Жизнь и труды Клаузевица
Шрифт:
Февраль 1812 г. В том же феврале месяце Клаузевиц, еще не зная о решении короля или считая таковое не неизбежным, закончил мемуар, состоящий из трех деклараций (Bekentnisse) [146] ; он ознакомил с мемуаром Гнейзенау и Бойена, которые одобрили и добавили кое-какие замечания. Эти три декларации изданы были в первый раз только в 1869 г. Перцем [147] ; весьма вероятная осмотрительность, по-видимому, удержала Клаузевица и его друзей от личного опубликования.
146
Ротфельс относит эти декларации к 1812 г. Rothfels. S. 151.
147
Pertz — Delbr"uck. Leben… Gneisenau. III. S. 621–676; ср.: Schwartz. I. S. 431–482.
Эти декларации, как конечное развитие идей возрождения Пруссии, стоят в тесной связи с военно-политическими мыслями и работами Клаузевица в 1808–1810 гг., но заслуживают особенного упоминания, как яркий образчик политического темперамента, военных упований и, наконец, художественно-яркого стиля. Этот крупный исторический продукт Клаузевица был его лебединой песней перед тем, как он прусский мундир променял на русский.
Первая декларация является красноречивым призывом к чувству чести, задушенному в Пруссии общими малодушием и небрежностью.
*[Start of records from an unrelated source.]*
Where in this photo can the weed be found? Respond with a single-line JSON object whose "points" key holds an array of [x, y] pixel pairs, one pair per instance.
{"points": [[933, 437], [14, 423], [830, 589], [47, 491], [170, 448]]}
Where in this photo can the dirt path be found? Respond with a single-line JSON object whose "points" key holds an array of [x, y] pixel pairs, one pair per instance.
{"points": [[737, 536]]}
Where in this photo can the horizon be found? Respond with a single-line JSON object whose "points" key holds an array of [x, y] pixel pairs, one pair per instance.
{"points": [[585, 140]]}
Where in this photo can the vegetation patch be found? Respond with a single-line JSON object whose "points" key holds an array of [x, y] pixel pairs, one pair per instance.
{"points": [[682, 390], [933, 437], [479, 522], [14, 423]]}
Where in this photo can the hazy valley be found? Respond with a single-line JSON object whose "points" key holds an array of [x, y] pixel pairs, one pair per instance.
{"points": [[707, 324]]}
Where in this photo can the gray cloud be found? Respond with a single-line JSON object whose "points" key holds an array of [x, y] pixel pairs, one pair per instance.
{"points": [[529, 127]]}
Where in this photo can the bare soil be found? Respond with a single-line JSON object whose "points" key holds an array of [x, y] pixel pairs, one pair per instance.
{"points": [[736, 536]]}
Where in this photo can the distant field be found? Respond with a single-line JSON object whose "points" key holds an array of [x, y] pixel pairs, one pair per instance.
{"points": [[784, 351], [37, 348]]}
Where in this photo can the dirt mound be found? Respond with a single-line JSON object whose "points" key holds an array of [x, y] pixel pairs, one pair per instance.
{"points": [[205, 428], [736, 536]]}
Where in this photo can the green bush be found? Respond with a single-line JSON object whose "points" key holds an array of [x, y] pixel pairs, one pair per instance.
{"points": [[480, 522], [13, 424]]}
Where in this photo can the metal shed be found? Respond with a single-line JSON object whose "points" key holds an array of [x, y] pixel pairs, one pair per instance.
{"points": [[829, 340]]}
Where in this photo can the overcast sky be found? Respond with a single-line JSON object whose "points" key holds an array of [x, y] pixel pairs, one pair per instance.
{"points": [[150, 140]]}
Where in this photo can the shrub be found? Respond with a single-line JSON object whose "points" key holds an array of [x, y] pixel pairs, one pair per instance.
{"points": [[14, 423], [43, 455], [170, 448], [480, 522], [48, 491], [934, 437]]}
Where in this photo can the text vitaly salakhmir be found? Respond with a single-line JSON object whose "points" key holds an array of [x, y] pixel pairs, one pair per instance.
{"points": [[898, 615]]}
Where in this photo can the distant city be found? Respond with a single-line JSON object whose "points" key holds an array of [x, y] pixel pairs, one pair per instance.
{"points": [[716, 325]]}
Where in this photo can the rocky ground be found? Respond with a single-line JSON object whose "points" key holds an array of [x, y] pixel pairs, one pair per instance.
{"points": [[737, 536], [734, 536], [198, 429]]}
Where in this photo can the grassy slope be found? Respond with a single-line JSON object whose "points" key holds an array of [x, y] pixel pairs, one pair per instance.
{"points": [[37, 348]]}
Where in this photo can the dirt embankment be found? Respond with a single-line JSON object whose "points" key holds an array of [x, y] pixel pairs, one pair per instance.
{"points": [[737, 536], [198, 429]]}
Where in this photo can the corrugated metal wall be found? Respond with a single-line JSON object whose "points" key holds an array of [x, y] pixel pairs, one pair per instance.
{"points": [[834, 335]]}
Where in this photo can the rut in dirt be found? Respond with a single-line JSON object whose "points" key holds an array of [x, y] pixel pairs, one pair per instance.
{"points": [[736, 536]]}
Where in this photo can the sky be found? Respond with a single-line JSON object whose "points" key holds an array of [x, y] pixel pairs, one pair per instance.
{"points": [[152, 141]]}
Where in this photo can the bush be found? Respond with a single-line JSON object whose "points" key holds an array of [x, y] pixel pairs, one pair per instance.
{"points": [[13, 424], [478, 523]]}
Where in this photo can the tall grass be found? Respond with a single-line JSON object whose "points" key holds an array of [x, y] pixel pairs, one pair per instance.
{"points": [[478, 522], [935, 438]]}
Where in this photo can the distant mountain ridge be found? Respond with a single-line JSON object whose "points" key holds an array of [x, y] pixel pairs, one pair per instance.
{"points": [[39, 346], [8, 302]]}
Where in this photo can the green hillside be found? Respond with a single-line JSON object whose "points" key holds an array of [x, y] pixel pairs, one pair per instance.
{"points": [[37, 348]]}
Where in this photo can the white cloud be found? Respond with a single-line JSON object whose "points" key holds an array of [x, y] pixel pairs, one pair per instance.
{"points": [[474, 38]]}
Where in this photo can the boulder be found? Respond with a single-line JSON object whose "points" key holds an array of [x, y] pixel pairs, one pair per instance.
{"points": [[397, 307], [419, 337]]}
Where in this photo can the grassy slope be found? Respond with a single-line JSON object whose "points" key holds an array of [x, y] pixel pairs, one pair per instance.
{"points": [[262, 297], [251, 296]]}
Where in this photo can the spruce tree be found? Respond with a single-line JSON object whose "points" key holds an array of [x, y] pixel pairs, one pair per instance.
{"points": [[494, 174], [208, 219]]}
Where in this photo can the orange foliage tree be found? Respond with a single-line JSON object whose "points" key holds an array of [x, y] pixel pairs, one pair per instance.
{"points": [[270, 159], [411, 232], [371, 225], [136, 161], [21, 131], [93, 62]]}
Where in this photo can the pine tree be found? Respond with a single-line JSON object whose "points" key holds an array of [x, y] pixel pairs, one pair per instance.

Общественное мнение считало партизанов «войны во что бы то ни стало» безумцами, опасными революционерами или просто болтунами и интриганами. Защищая этих «безумцев», Клаузевиц переносит свою ярую атаку на тех, кто при текущем несчастии довольствовался воспоминанием о прошлой славе, довольствовался тем, что не все потеряно и для удержания этих остатков отдавался позорной трусости. Более развращенными автор называет людей высокого положения, куртизанов и высоких чиновников. Эти люди, лишенные характера, погрязшие в пороках и забывшие свой долг (Weichlinge, Lasterhafte und Pflichtvergessene), пассивно ждут спасения от случая или неизвестного будущего, льстят победителю и отравляют общественное мнение. Как девиз, Клаузевиц возглашает: «Я верю, и я заявляю, что народ ничего не должен чтить выше, как достоинство и свободу своего существования, что он должен отстаивать их до последней капли крови, у него нет более высокой обязанности, более повелительного закона; что позор малодушного рабства несмываем, он — яд, который, перейдет в кровь будущих поколений и парализует их силы..; что народ вообще непобедим, раз он благородно борется за свою свободу; даже поражение после кровавого и почетного боя укрепляет его возрождение и служит зерном новой жизни». В заключение первой декларации он в назидание приводит слова Фридриха II: «Конечно, я люблю мир, прелести общества и радости жизни, я так же, как человек общества, желаю быть счастливым, но я не хочу купить этих благ ценою низости и бесчестия».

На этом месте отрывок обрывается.